A parallel to the business of liberal education for humanising people and their society is the business of critical thinking. Everybody thinks. Critical thinking is just taking due care in doing so by self-consciously testing the reasonableness of one's own thought as both process and product against some pretty basic universal rules of play. It is being willing to examine contrary views respectfully while demanding of them the logical rigour applied to one's own thinking. It is grounding conclusions drawn about things in reasonable and reasoned evidence that others may be persuaded to adopt by reason not by force or blind faith. The capacity and the willingness to do so are incredibly short. One of the biggest hazards of even tertiary level teaching is the demand for settled knowledge delivered drip by drip as notes to be swotted and regurgitated as test answers.

But what should people know as basic knowledge for getting on in the world as it is? E.D. Hirsch as a professor of English at the University of Virginia in the 1980s led a core knowledge and cultural literacy movement in the United States which has spread internationally. Many core knowledge schools have been set up.

We are very familiar with the 3Rs as a measure of basic literacy. Current thinking sees 'literacy' as being far more multi-faceted. In today's world nobody is going to be literate if he/she hasn't got basic IT skills. Others are arguing that people need to know about how economies and governments work, about the environment, science and technology, and media etc, etc, to be truly literate.

In recent years both UTech and the UWI have designed general education courses for liberal education and broad 'cultural literacy'. NCU has always been a strong liberal arts institution and one with a significant infusion of religious and theological education into the general curriculum. In fact, before the thorough secularisation of higher education beginning around the middle of the 19th century theology and philosophy were cornerstones of higher education.

TRAINING INTELLECTUALS

At that time also, the purpose of higher education was more about training a small intellectual leadership class for society, and that training was essentially a liberal arts education. Just recently leaders from over 300 Commonwealth universities, linked together in the Association of Commonwealth Universities, met at the University of Adelaide in Australia to consider the widening roles and responsibilities. By and large, the role of tertiary level institutions is, increasingly, to provide specialist technical and professional training for workers in the 'knowledge economy'. Famous management thinker, Peter Drucker, who died last year just before he was 96, declared management studies to be the new liberal art and warned that traditional liberal arts would not survive in higher education unless taught in the context of the 'new realities'.

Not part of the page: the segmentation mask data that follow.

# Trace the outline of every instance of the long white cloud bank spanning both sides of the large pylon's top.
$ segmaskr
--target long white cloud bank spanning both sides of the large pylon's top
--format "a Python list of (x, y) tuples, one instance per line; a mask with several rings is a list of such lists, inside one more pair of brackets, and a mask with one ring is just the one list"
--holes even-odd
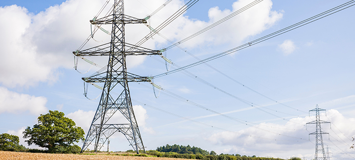
[[(89, 36), (89, 19), (94, 17), (105, 1), (67, 0), (60, 5), (50, 6), (37, 14), (29, 13), (26, 8), (17, 5), (0, 7), (0, 34), (2, 35), (0, 43), (3, 46), (0, 53), (2, 57), (0, 60), (0, 83), (7, 87), (15, 87), (33, 86), (38, 82), (57, 80), (58, 68), (70, 69), (73, 67), (72, 51), (75, 51)], [(125, 13), (143, 18), (152, 12), (152, 8), (156, 8), (164, 2), (165, 0), (126, 1)], [(208, 11), (209, 21), (207, 22), (189, 19), (188, 16), (180, 16), (161, 33), (172, 40), (182, 39), (248, 3), (250, 0), (238, 0), (233, 3), (232, 10), (220, 10), (218, 7), (213, 7)], [(169, 3), (151, 18), (152, 27), (157, 27), (183, 5), (182, 0), (174, 0)], [(272, 1), (264, 0), (233, 19), (211, 29), (208, 33), (194, 38), (193, 41), (196, 43), (185, 43), (184, 45), (185, 47), (194, 47), (195, 44), (240, 43), (249, 36), (261, 33), (282, 17), (281, 12), (273, 11), (271, 7)], [(106, 11), (104, 10), (103, 13)], [(17, 20), (13, 21), (12, 19)], [(8, 21), (11, 23), (7, 23)], [(110, 26), (103, 27), (110, 30)], [(145, 25), (127, 25), (126, 40), (134, 44), (148, 33), (149, 29)], [(104, 40), (104, 42), (110, 39), (100, 31), (95, 34), (95, 38), (98, 41)], [(104, 42), (97, 43), (90, 40), (85, 47), (89, 48)], [(166, 40), (155, 38), (143, 46), (159, 49), (166, 45)], [(144, 60), (144, 56), (131, 56), (127, 59), (127, 64), (128, 67), (135, 67), (142, 64)], [(106, 64), (106, 61), (97, 60), (101, 64)]]

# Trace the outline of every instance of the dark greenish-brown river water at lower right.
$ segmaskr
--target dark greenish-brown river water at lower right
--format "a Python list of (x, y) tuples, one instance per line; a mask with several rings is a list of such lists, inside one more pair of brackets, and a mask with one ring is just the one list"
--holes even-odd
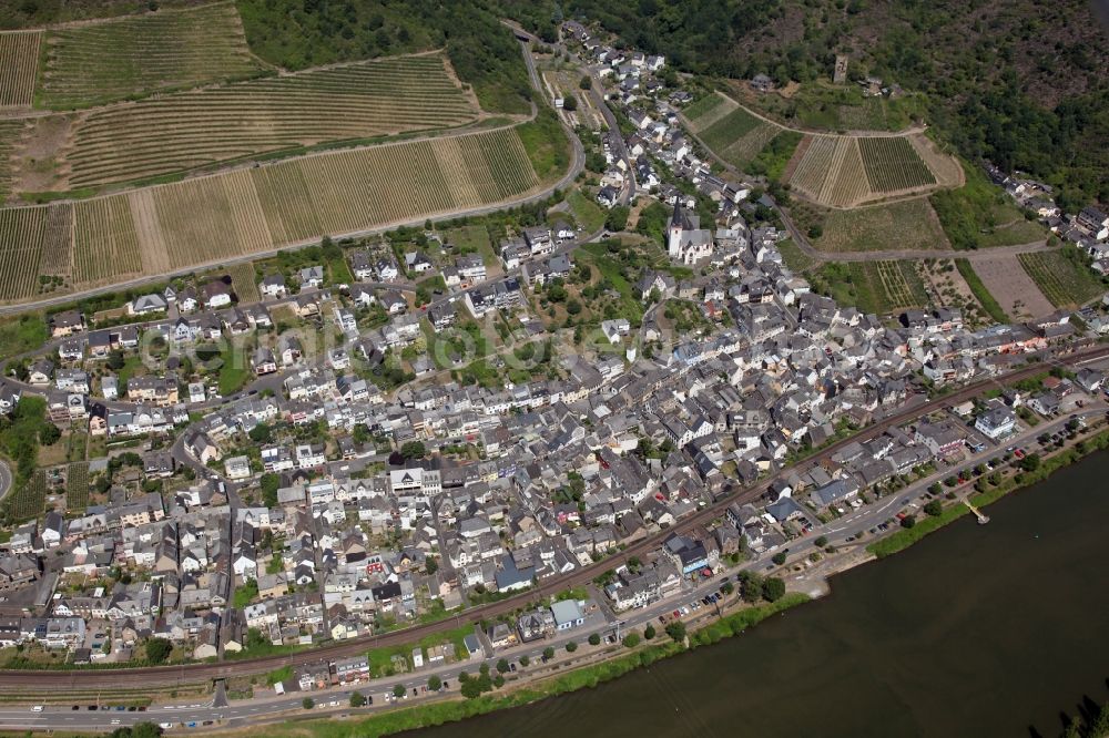
[(1109, 453), (989, 515), (742, 636), (419, 738), (1055, 737), (1109, 699)]

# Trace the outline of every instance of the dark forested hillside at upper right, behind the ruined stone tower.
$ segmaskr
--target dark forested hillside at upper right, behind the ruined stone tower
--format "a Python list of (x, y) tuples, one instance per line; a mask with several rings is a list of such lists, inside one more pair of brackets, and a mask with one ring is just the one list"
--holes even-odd
[(970, 160), (1022, 168), (1060, 204), (1109, 202), (1109, 33), (1085, 0), (502, 0), (549, 35), (600, 22), (684, 71), (780, 84), (877, 74), (928, 96), (926, 120)]

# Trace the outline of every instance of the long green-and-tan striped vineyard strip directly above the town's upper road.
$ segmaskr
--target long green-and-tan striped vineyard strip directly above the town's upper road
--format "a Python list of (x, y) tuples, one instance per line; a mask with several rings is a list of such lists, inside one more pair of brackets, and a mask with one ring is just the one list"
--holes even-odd
[[(44, 249), (64, 255), (71, 286), (166, 274), (221, 260), (423, 222), (517, 199), (540, 187), (515, 129), (276, 162), (145, 189), (0, 209), (4, 300), (32, 296)], [(70, 214), (70, 215), (67, 215)], [(71, 218), (71, 219), (70, 219)], [(57, 223), (57, 226), (50, 226)], [(64, 244), (62, 244), (64, 245)], [(63, 258), (59, 256), (58, 258)], [(69, 266), (65, 265), (67, 274)]]

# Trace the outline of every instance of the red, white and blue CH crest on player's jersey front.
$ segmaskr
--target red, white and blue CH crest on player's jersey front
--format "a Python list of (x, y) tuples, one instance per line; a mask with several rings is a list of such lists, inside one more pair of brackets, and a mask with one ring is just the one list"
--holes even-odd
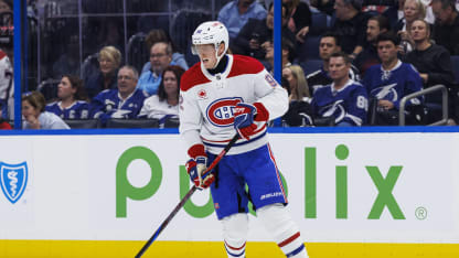
[(207, 107), (207, 120), (216, 127), (233, 125), (234, 107), (242, 101), (239, 97), (216, 99)]

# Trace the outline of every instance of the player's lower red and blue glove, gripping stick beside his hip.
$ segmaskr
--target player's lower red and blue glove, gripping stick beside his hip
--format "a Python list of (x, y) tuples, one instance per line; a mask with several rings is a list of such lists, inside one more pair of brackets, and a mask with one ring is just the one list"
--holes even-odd
[(215, 176), (211, 171), (203, 174), (207, 169), (207, 155), (205, 154), (204, 146), (195, 144), (190, 148), (188, 153), (191, 159), (186, 162), (185, 168), (191, 182), (199, 189), (209, 187), (215, 181)]

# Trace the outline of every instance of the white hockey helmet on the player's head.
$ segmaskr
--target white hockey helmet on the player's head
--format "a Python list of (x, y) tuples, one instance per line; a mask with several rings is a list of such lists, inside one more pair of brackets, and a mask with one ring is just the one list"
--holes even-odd
[[(222, 56), (226, 53), (230, 45), (230, 36), (228, 36), (228, 30), (226, 30), (226, 26), (221, 23), (220, 21), (207, 21), (201, 23), (196, 30), (193, 32), (192, 35), (192, 52), (193, 54), (198, 54), (195, 50), (195, 45), (204, 45), (204, 44), (213, 44), (215, 46), (215, 50), (218, 50), (218, 46), (221, 43), (225, 43), (225, 51), (222, 54)], [(217, 55), (218, 53), (216, 53)], [(217, 60), (222, 56), (216, 56)], [(218, 62), (217, 62), (218, 63)]]

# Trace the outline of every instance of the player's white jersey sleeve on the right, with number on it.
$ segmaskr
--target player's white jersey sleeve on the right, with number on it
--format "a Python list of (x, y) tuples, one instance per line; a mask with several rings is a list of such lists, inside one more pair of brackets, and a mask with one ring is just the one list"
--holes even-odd
[(288, 94), (276, 79), (263, 69), (255, 76), (256, 103), (263, 104), (269, 112), (269, 120), (281, 117), (288, 110)]

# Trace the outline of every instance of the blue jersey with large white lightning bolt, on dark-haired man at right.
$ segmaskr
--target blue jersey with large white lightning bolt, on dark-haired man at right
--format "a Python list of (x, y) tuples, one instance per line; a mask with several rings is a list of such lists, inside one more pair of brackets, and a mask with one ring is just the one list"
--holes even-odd
[[(363, 85), (370, 97), (389, 100), (398, 109), (403, 97), (423, 89), (423, 79), (413, 65), (398, 61), (391, 71), (383, 69), (381, 64), (371, 66), (365, 73)], [(412, 98), (407, 105), (418, 105), (423, 100), (423, 97)]]

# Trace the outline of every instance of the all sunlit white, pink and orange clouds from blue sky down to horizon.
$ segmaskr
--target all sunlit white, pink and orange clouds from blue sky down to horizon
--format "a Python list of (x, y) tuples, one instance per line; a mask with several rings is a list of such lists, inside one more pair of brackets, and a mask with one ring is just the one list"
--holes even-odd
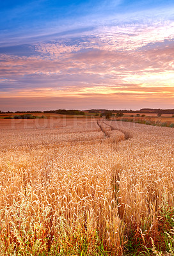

UTech's Department of Liberal Studies will have much more to consider than today's presentations and discussions on science and technology in liberal studies, facilitating individual and social improvement through tertiary education, the humanising influence of community service, soft skills and the new society, philosophy and ethics in the curriculum, and alternative education. Drucker was also busy prophesying that universities as now configured cannot last another 30 years.


Martin Henry is a communication specialist.